Essay on Ruby Ridge Siege
The Ruby Ridge is a location in the state of Idaho but it is more known as the location for a violent confrontation and scandalous event that happened between Federal Bureau of Investigation (FBI) officials and Randy Weaver, his family members and his friend, Kevin Harris. It appeared that Randy Weaver had been under surveillance by federal government officials for allegedly selling two illegal sawed-off shotguns to an Alcohol Tobacco and Firearms (ATF) informant. Randy Weaver however denied the allegations claiming that he sold them legal shotguns. On August 21, 1992, officials from the US Marshals Service went to the property of Randy Weaver located at Ruby Ridge to serve a warrant of arrest. The officials were conducting surveillance over the premises when Randy Weaver’s dog started barking at them. According to Timothy Lynch, Weaver son, Sammy and Kevin Harris immediately grabbed their rifles thinking that the dog discovered a wild animal (Lynch, 2001, p.1). On the other hand, some writers say that there was a violent confrontation between the two groups.
One of the marshals decided to shoot the dog and killed it. A firefight ensued when Sammy fired at the person who shot his dog. Some writers opine that at the time of the shooting Sammy did not know that he was firing against a US Marshal (Timothy Lynch, 2001, p.1). Subsequently, Sammy and a US Marshall Official were dead. The Weaver family retreated to their cabin while the US Marshall called for backup. The FBI later joined the marshals, with the former being given instruction to shoot any armed male coming out of the cabin (“Miscommunications a Factor at Ruby Ridge Siege”, 1995, p.1). They took position around the cabin of Randy Weaver. One of the FBI snipers, Lon Horiuchi, shot and wounded Weaver and Harris. As both were retreating inside their cabin, Horiuchi shot and killed Vicki. Several days later, Randy Weaver, his three daughters and Harris surrendered. The FBI agent claimed that he did not see Vicki standing by the door at the time of the shooting.
A legal battle ensued between both camps. In 1993, Randy Weaver was acquitted on murder and conspiracy and other charges relating to the death of one of the marshals. He was however convicted of failing to appear for trial on the firearm charge. In 1994, Weaver and Harris filed federal civil rights cases against the FBI and US marshals. In 1995 they agreed to settle in the amount of P3.1 million.

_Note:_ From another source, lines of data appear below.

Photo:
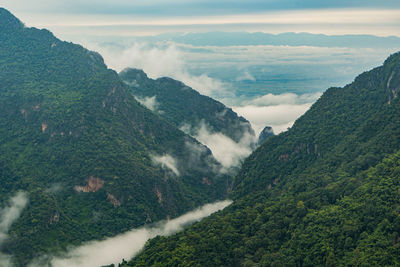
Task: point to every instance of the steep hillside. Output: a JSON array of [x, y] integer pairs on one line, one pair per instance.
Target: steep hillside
[[324, 193], [185, 107], [93, 161]]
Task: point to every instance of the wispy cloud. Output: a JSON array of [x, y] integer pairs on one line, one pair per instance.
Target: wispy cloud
[[8, 215], [167, 162], [278, 111], [345, 19], [158, 60], [225, 150], [150, 103], [127, 245]]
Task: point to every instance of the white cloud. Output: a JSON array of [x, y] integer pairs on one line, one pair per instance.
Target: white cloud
[[246, 77], [8, 215], [127, 245], [158, 60], [277, 111], [377, 21], [149, 102], [285, 98], [226, 151], [167, 162]]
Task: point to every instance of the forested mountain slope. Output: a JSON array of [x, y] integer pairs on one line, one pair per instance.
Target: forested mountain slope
[[93, 161], [185, 107], [327, 192]]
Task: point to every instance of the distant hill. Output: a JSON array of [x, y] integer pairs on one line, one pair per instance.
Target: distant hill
[[289, 38], [183, 106], [93, 161], [324, 193]]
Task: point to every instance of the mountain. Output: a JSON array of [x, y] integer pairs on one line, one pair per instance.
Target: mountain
[[326, 192], [92, 160], [266, 133], [261, 38], [185, 107]]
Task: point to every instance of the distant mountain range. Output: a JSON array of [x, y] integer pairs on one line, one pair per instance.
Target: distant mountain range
[[289, 38]]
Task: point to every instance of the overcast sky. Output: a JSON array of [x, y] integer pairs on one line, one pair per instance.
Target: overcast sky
[[149, 17]]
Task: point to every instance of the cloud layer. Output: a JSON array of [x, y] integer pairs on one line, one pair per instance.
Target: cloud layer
[[226, 151], [167, 162], [8, 215], [277, 111], [158, 60], [127, 245]]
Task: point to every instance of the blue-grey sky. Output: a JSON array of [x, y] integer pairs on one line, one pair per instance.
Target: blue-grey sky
[[149, 17]]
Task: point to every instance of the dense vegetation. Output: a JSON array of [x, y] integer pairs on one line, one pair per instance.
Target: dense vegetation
[[73, 136], [183, 106], [327, 192]]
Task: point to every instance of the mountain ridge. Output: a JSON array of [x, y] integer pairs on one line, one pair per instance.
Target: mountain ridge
[[323, 193]]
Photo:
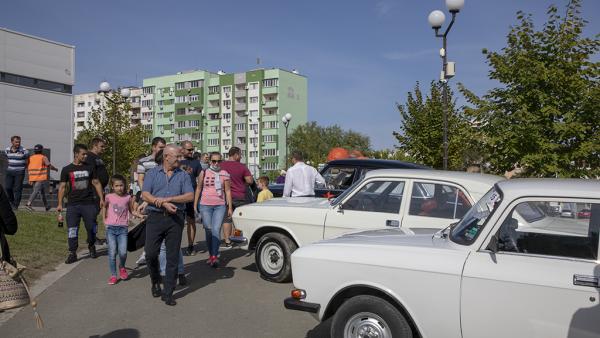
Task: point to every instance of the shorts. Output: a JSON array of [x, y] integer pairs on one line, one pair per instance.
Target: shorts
[[236, 203], [189, 210]]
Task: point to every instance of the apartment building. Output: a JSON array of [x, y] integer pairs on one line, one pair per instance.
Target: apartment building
[[218, 110], [83, 104]]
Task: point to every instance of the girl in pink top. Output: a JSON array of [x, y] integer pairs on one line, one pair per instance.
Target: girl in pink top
[[213, 199], [118, 206]]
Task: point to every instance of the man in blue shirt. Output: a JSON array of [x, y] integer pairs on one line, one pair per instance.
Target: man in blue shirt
[[15, 173], [166, 190]]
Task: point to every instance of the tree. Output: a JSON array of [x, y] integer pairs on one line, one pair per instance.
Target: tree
[[421, 134], [315, 141], [545, 114], [108, 121]]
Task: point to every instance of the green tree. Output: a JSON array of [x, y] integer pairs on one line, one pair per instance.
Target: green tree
[[421, 135], [315, 141], [110, 120], [545, 114]]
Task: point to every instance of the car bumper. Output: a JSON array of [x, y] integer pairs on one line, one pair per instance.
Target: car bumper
[[294, 304]]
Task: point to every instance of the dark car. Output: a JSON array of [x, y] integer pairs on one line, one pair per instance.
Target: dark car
[[339, 175]]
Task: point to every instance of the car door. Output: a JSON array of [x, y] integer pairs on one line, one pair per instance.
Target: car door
[[376, 203], [535, 276], [434, 205]]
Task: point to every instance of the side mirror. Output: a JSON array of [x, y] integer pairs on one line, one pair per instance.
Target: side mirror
[[493, 246]]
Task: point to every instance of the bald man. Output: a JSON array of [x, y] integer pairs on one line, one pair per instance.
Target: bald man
[[166, 189]]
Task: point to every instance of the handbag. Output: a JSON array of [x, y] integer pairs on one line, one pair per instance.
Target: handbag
[[14, 291]]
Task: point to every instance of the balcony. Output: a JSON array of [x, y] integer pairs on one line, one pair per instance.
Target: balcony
[[270, 104]]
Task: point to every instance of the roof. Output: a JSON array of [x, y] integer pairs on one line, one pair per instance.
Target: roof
[[377, 163], [550, 187], [472, 181]]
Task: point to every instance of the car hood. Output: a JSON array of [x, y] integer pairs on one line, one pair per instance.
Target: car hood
[[296, 202]]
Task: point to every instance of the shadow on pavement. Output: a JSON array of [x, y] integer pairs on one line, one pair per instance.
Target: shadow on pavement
[[320, 331], [121, 333]]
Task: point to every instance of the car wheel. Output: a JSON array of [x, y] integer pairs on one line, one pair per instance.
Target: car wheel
[[369, 316], [273, 257]]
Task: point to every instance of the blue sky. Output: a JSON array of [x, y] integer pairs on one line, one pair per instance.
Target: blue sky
[[360, 56]]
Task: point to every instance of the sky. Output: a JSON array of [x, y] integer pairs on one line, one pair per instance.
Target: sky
[[360, 56]]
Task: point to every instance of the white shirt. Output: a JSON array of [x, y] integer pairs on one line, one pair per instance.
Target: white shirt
[[300, 180]]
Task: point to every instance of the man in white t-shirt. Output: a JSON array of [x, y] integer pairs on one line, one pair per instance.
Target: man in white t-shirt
[[300, 178]]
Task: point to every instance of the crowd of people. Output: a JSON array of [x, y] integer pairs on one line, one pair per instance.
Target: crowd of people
[[172, 188]]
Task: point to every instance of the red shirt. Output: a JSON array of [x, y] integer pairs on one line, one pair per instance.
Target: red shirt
[[237, 171]]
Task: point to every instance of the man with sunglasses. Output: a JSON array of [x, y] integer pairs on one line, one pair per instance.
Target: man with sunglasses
[[193, 168]]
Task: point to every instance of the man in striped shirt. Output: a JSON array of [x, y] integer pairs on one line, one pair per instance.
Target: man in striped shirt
[[15, 173]]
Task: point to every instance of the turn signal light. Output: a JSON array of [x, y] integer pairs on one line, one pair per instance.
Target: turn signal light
[[298, 294]]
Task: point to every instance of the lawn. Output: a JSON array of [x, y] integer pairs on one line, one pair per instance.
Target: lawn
[[40, 244]]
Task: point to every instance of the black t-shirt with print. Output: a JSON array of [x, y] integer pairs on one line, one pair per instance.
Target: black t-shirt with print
[[79, 179]]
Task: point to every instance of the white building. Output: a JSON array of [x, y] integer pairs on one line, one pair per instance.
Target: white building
[[83, 104], [36, 81]]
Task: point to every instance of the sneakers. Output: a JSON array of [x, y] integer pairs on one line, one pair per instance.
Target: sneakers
[[182, 280], [190, 250], [72, 258], [123, 274]]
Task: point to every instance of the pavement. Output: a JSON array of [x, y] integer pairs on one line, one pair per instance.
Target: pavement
[[231, 301]]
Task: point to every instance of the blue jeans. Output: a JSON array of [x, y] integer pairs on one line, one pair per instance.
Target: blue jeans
[[212, 219], [116, 237], [162, 260]]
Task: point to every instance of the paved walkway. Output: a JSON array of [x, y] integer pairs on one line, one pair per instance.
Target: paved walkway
[[232, 301]]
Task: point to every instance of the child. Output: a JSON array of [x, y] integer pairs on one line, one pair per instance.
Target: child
[[265, 193], [117, 209]]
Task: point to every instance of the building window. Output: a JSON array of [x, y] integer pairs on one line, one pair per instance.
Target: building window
[[213, 90], [270, 82]]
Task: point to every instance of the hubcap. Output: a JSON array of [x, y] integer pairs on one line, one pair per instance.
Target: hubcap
[[366, 325], [271, 258]]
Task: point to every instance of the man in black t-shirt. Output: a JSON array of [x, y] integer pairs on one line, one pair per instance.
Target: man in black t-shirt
[[83, 184], [193, 168], [97, 146]]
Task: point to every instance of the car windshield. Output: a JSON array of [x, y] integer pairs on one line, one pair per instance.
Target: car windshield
[[469, 227]]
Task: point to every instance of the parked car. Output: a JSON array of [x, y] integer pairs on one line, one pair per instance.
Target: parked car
[[584, 213], [506, 269], [339, 175], [567, 213], [416, 201]]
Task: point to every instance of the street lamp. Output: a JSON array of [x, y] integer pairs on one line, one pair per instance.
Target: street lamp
[[436, 20], [286, 122], [125, 94]]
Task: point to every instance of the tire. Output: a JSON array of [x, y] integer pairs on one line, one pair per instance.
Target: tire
[[273, 257], [364, 312]]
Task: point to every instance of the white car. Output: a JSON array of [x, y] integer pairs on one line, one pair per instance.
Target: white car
[[511, 267], [416, 201]]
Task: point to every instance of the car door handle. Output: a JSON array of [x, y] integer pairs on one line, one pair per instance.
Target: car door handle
[[392, 223], [584, 280]]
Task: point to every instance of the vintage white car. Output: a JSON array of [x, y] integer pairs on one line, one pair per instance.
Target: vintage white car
[[416, 201], [511, 267]]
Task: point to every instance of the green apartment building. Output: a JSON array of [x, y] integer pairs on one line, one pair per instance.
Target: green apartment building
[[217, 111]]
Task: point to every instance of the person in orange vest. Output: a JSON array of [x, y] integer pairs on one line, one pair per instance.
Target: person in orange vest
[[37, 169]]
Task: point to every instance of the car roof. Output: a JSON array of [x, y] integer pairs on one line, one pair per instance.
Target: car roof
[[472, 181], [550, 187], [375, 163]]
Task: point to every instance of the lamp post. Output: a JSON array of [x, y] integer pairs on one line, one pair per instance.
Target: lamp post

More than the issue of immunity from prosecution for on-the-job actions, the Ruby Ridge incident highlights the issue of use of force by law enforcement officers. It is understood that the use of force is essential in law enforcement. It is not denied that law enforcement officers are given reasonable discretion to use force and even to fire and shoot against an assailant. This authority is due to the nature of their job. It bears stressing that people who are subjects of an arrest are not expected to be cooperative. Most of the time they will attempt to elude the arrest and even use force in order to elude arrest. Worse, they may even hurt the police officer making the arrest. Thus, in view of these circumstances the use of force becomes an inevitable component of crime fighting not only to arrest the person but also to protect the officer making the arrest.
Use of deadly force, however, is not the general rule but the exception in the Rules of Engagement. In fact, it is well-recognized that officers are mandated avoid using violence if there are other alternatives available. The Ruby Ridge incident re-exposed the issue of brutality by law enforcement officers. It has happened in 1991 during the time of Rodney King incident. It has happened again in 1992. It will continue to happen unless the public does something about the situation. The only way to fight excessive use of force by those in power is to become vigilant. The public should expose any violation of those in power. They should also lobby for the enactment of laws providing for stricter punishment against those who abuse their authority and commit crime.